The question of whether Germany owes Poland war reparations -- for years considered as settled -- was brought up on July 28 by Jaroslaw Kaczynski, leader of Poland's ruling rightwing Law and Justice (PiS) party.
Last week, Prime Minister Beata Szydlo said Poland "has the right" to ask for reparations.
But German government spokesman Steffen Seibert dismissed Warsaw's threat to demand new talks, saying the issue had already been settled when "Poland made a binding decision in August 1953... to relinquish demands for further war reparations."
Signed in 1953
Signed by Warsaw's communist authorities, the 1953 agreement on reparations renounced further claims against Germany.
But the PiS government disputes the validity of the post-war deal, saying it was made under the diktat of the Soviet Union.

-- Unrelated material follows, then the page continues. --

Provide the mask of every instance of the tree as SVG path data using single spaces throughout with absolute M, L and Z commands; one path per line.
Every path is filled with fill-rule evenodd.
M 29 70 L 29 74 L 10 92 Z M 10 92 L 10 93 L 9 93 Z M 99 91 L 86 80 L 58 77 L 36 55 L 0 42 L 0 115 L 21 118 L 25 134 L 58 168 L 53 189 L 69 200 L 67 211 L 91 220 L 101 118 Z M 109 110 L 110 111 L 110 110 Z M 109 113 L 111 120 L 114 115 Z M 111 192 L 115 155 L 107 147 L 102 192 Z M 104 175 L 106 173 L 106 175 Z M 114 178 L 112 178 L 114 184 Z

Poland's foreign and interior ministers have estimated potential reparations reaching as high as $1 trillion (830 billion euros).
During the war, Poland suffered the brunt of the two-front attack by Nazi Germany and the Soviet Union.
Six million Polish citizens, including about three million of Jewish origin, were killed under the Nazi occupation of 1939-45, and Warsaw was virtually razed.
According to a survey published last month, 51 percent of Poles oppose any reparation claims against Germany, while 24 percent are in favour.
Poland's powerful Roman Catholic church warned last week that "poor decisions" by the country's rightwing leaders could "undermine" ties with Germany.
The talk of reparations comes as the PiS government is under fire both at home and abroad over a slew of reforms that critics say erode democratic standards and the rule of law.